Только мгновение он смотрел растерянно и безнадёжно. По лицу пробежала короткая судорога. Вздох протащил за собой слова:
– Одно это стоит другого прощания.
– Сумейте оценить и такое. Немногие женщины вам скажут, что они слишком плохи для того, чтобы любить вас. И потом, потом…
Она смолкла, почти ласково заглянула в глаза.
– Не печальтесь… Ну, не надо печалиться, маленький… Ну, о чём? У вас была хорошая любовница – это одно уже не так плохо. Нужно приучаться благодарить судьбу за те маленькие радости, которые она посылает, и не проклинать её, когда она их отняла. А потом…
Она рассмеялась совсем просто и весело. Лермонтов насторожился и вздрогнул.
– Что потом?
– Вам же будет вовсе не скучно. У вас ведь есть эта… ну, как её… петербургская франтиха.

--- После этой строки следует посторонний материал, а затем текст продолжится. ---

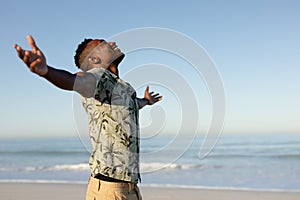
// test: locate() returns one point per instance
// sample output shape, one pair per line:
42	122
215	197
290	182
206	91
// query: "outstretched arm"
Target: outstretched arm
83	83
149	98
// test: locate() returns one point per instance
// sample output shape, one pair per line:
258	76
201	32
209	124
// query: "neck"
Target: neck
113	69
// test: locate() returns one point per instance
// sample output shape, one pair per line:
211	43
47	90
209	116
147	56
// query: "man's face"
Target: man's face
105	53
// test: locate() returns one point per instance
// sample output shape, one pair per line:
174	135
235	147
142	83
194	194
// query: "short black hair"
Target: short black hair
79	51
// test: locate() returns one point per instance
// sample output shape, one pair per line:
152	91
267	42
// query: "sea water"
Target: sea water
257	161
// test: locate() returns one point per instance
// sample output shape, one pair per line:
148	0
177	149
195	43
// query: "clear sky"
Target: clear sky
254	44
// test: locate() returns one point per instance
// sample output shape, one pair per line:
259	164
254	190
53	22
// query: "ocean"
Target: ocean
239	161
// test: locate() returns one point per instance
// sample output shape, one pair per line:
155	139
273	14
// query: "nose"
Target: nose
112	43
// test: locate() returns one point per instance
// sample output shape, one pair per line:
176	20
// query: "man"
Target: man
112	108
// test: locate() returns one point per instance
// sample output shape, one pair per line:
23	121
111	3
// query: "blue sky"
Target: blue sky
254	44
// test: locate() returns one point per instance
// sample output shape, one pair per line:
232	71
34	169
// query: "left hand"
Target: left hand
151	97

– Самсонова, – подсказал Лермонтов.
– Да, да, мадам Самсонова. Согласитесь, что она очень мила.
Он перебил её нетерпеливо и с досадой:
– Мне и счастье-то представляется только в памяти о детстве. Увы, оно неповторимо. Кто мне поверит, что я знал уже любовь, имея десять лет от роду? К моим кузинам приходила одна дама с дочерью, девочкой лет девяти. Я не помню, хороша собой была она или нет, но её образ и сейчас ещё хранится в моей памяти. Один раз, помню, я вбежал в комнату. Она была тут и играла в куклы; моё сердце затрепетало, ноги подкосились. Я тогда ни о чём не имел понятия, – тем не менее это была страсть сильная, хоть ребяческая, это была истинная любовь; с тех пор я ещё не любил так. Тогда же я стал мечтать о дружбе. Она представлялась мне такой бесконечно могущественной, что никакие силы мира не смогли бы её уничтожить. Друзей у меня никогда не было! И вот сейчас…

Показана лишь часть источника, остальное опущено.